Before the CARES act was enacted, CMS reimbursed solely for real-time synchronous audiovisual telehealth visits. The CARES act expanded the services reimbursed under virtual communication by introducing “e-Visits”. These online digital evaluation and management service codes reimburse for qualified non-face-to-face digital communications via secure patient portals that are initiated by patients and require a clinical decision. Currently, HRS partners with Zoom Health for seamless HIPAA-compliant multi-user audiovisual calls that would be qualified as a standard telehealth visit. However, HRS also has calling capabilities that allows the patient to speak to their clinical team without video, allowing for streamlined conversation. With this expansion, FQHCs can now be reimbursed for both types of communication. 

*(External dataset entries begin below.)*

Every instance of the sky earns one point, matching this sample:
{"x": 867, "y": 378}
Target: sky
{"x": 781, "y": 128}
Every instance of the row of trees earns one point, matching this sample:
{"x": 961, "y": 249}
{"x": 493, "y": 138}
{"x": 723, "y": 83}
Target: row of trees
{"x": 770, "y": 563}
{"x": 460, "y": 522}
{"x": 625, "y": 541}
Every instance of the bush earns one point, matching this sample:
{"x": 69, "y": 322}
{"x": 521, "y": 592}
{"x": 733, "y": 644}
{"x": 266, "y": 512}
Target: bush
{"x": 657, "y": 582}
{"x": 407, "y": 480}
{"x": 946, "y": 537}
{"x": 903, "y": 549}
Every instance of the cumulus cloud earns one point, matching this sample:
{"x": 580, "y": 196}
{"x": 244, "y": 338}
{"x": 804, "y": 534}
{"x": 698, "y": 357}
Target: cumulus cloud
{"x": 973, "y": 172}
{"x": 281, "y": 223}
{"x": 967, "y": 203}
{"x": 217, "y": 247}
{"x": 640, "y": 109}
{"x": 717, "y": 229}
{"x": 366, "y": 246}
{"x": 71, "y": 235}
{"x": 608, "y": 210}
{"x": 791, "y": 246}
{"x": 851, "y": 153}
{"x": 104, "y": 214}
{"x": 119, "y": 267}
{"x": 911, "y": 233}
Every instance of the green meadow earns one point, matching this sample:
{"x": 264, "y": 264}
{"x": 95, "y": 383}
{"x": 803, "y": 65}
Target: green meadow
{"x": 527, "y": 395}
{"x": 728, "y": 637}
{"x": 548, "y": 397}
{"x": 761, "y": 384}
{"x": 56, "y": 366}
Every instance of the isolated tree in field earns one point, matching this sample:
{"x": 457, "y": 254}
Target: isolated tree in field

3) Revision of Home Health Agency Shortage Area Requirement 

Additionally, prior to COVID-19, CMS did not often reimburse telehealth services provided at the patient home unless the patient resided in a location with a shortage of home health agencies (HHAs). However, with the onset of the pandemic, CMS now considers all FQHCs as locations of HHA shortages, therefore deeming patient homes as a reimbursable telehealth, originating site. This revision allows patients who once had to travel to a clinic site to have a telehealth visit, to now access these services from the comforts of their own home. This shift aligns with HRS’ design - we typically partner with post-acute patient populations who receive care from their houses. In doing so, this solution reduces patients’ exposure to the virus while continuing to meet their healthcare needs.

On average, FQHC telehealth payments are $92 for CY 2020, which is based on the volume-weighted average amount for all telehealth services on the Medicare Physician Fee Schedule. For more information on billing and payments check out this article

FQHCs and Remote Patient Monitoring 

At this time Medicare does not reimburse FQHCs for remote patient monitoring (RPM) services while some state’s Medicaid and private insurers do. However, the growing driver of remote patient monitoring adoption amongst FQHCs is through grant opportunities. For example, several FQHCs received grant funding to expand virtual care models in support of the National Hypertension Control Initiative. In particular, this initiative helps FQHCS provide RPM services for the majority of their hypertensive patient population. While this funding definitely supports FQHCs’ adoption of  remote patient monitoring, the long-term viability of these programs may be deemed as unsustainable given FQHC’s limited funding and resources. 

However, by leveraging RPM services,  FQHCs would achieve a substantial ROI that could offset the costs of RPM. There is evidence that remotely monitored patients will have decreased readmissions and ED utilization, which are key drivers of healthcare costs. For FQHCs that have risk arrangements with managed care organizations (MCOs), leveraging RPM would also result in higher reimbursement from the MCO by decreasing patient utilization, adding to overall cost-savings. RPM also plays a critical role in screening for COVID-19. Despite state and federal measures expanding telehealth coverage prompted by the pandemic, these freedoms will end with the emergency. However, our Director of Reimbursement, Gerald Buggs, states “once CMS sees the efficacy of telehealth services in reducing utilization, CMS may change their reimbursement guidelines permanently.” As the benefits of telehealth become more apparent, Health Recovery Solutions anticipates telehealth adoption to be both more permanent and pervasive amongst FQHCs.